Empfehlenswerte Geräte weisen zum Beispiel einen integrierten Wärmetauscher auf, der für einen Kältemittelkreislauf innerhalb des Geräts sorgt. Durch das Kühlmittel und thermodynamische Effekte wird die Kühlleistung ohne zusätzlichen Energieverbrauch um einige Prozentpunkte erhöht.

Einen weiteren effizienten Ansatz repräsentieren sogenannte Split-Geräte, die – wie der Name schon sagt – aus mehreren Einheiten bestehen, nämlich einer Einheit, dem Verflüssiger, die außen am Gebäude angebracht ist, und einer in dem zu kühlenden Raum installierten Einheit. Das Klimagerät transportiert über ein Kältemittel die Wärme von einer Einheit zur anderen.
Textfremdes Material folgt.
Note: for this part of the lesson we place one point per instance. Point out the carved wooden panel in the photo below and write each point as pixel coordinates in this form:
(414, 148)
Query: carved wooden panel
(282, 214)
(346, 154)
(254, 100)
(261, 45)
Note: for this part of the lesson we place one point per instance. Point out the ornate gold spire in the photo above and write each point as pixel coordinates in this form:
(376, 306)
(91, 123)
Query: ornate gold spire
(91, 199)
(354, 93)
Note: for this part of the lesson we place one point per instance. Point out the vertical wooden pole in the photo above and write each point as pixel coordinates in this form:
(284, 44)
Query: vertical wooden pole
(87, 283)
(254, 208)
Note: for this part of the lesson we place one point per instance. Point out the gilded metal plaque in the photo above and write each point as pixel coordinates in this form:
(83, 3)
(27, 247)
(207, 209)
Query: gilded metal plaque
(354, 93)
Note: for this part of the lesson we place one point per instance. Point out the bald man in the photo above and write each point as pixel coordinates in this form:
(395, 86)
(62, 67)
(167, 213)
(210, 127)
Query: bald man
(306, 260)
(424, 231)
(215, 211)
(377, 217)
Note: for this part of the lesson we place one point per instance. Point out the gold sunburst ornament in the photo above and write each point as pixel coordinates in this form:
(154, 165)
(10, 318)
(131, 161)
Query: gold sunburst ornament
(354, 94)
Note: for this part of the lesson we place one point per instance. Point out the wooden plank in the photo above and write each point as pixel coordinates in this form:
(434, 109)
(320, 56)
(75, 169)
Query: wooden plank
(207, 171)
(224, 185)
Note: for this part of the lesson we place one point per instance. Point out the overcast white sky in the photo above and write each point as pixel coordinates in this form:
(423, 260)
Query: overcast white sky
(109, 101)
Langfristig ist darüberhinaus zu bedenken, ob die Raumkühlung allein durch Klimaanlagen erreicht werden kann bzw. soll oder ob nicht eine ursächlichere Herangehensweise kostengünstiger und somit auch effizienter ist. Das Problem an der Wurzel zu packen, heißt im Klartext, die Aufheizung der Wohn- und Büroräume durch eine ausreichende Beschattung durch Sonnensegel, Markisen, Jalousien oder auch eine natürliche Beschattung zum Beispiel durch Bäume zu erreichen. Bei ständig stark aufgeheizten Räumen sollte auch die Wärmedämmung der Fassade oder des Daches überprüft werden. Hier kann der Einsatz einer thermografischen Kamera beim Aufspüren von Schwachstellen und Lecks helfen.